# Litchfield GTR Pistons coming soon



## Litchfield (Feb 26, 2008)

To go alongside our upgraded GTR connecting rods we have been working with Industry leader Capricorn to produce a new engine block design and custom pistons 










For those that have not heard of Capricorn they are suppliers to many of the OE manufacturers including Aston Martin, Porsche and were recently featured in the BBC program “Making a Supercar” where they showed how they make the McLaren MP12 pistons and blocks. They are also responsible for engineering behind some of the biggest names in motorsport including Nismo  and the piston’s found in the Red Bull F1 cars.

Capricorn Group - Successess Formula 1, World Rally Car, NASCAR, DTM, MotoGP










The GTR project started in January last year and has seen Capricorn receive a GTR block and pistons from us to be sacrificed by sectioning to see how the internal strength would cope with increased power. Ever since our last visit to their UK factory in November to go through the final drawings we have been extremely excited about receiving the first of our parts and the potential they will allow us to unlock :chuckle:










At the end of January we received the first prototype set of the new 95.5mm GTR pistons for testing  These have been designed to work perfectly with Nissans standard block so they clear the delicate oil squirters at the bottom of the block and take Nissan’s original piston rings to insure they give the best seal against the Plasma Coated cylinder wall.










The new pistons feature:
•	Unique GTR specific design that maintains the piston oil cooling system as per the factory specification and positioning. No modifications required!
•	Manufactured from proprietary high specification aerospace alloy which equals the strength properties of high expansion race alloys (AA2618) yet with the expansion of lower strength piston materials (AA4032) offering the best of both worlds.
•	Designed using latest predictive techniques such as Finite Element Analysis and Thermo-Structural Contact Mechanics – a custom design capable of much higher loads with no increase in weight!
•	Fully machined from a pre-forged high fatigue billet – the same as current F1 technology!
•	Custom anti fiction skirt finish 
•	Ultra high strength pin and clip
•	Manufacturer in the UK to the tightest OE quality control standards










These new pistons have been installed into one of our spare engines and are being tested thoroughly.
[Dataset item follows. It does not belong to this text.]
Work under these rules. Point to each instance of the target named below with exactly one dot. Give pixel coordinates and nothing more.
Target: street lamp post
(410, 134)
Once we are happy with their performance these will complete one of our new engine packages for customers looking for 750+bhp.
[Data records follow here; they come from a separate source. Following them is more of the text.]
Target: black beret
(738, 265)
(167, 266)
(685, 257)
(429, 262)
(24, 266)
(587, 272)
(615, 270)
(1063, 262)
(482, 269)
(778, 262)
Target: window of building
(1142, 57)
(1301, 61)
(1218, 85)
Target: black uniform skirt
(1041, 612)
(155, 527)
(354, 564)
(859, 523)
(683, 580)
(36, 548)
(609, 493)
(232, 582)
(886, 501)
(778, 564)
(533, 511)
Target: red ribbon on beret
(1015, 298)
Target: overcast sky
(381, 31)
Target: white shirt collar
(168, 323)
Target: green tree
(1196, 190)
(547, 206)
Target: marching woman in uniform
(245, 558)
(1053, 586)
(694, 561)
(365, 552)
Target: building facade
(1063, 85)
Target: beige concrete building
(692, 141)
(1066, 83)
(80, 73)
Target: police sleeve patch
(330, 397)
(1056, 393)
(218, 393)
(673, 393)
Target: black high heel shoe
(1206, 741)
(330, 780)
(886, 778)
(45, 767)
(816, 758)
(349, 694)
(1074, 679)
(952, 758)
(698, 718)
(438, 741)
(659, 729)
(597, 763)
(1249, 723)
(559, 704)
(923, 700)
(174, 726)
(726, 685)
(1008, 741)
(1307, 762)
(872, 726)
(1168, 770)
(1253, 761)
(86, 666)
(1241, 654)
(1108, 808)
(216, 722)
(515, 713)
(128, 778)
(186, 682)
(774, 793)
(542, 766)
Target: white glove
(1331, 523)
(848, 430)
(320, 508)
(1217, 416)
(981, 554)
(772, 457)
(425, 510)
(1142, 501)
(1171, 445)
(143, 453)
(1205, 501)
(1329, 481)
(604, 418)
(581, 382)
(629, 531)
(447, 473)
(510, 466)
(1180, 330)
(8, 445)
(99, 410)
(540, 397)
More information to follow soon 

Regards

Iain


----------



## David.Yu (Jun 28, 2001)

Fascinating. So these are effectively billet, rather than forged?


----------



## B'have (Dec 28, 2011)

Superb! When the block was sectioned and stress tested, were there any figures produced to define the maximum torque an oem rod can endure?


----------



## GTRNICK (Apr 29, 2005)

Nice to see these products are being used in the GTR 

Capricorn have been making the aftermarket 3.8 kit for the porsche turbos for years and it's a good kit!!!


----------



## Adamantium (Jun 24, 2002)

PROPER r&d.

Now that's how it should be done!


----------



## MiGTR (Jul 31, 2007)

^Indeed. Super exciting stuff!


----------



## Anders_R35 (Jul 20, 2011)

Great work Iain, how much of a weight saving?


----------



## Turbotwo (Jan 28, 2011)

Adamantium said:


> PROPER r&d.
> 
> Now that's how it should be done!


+1..at the very least.. 

Top engineering without the GTR tax..


----------



## Blade (Feb 12, 2003)

Outstanding work.

Look forward to the results


----------



## ANDYR35 (Sep 1, 2008)

Amazing stuff and as has been said........some proper R+D. Great to see!


----------



## Steve (Sep 21, 2001)

Yep was at Iain's this evening picking up Scarlet after some more work !!! Was very very tempted but am going to look at the bigger picture after speaking with Iain, who again knows his stuff and even though it was 6-45pm had all the time in the world to take time to explain things to me 

Thank you Iain

Steve


----------



## Stevie76 (Dec 17, 2009)

None of this is making it any easier to leave my car alone!


----------



## Adamantium (Jun 24, 2002)

Much as the whole stages of tube packages annoy me, if usure about modding it does break it down into useful chunks of progress. You an decide by power or by money and see how you feel at each stage.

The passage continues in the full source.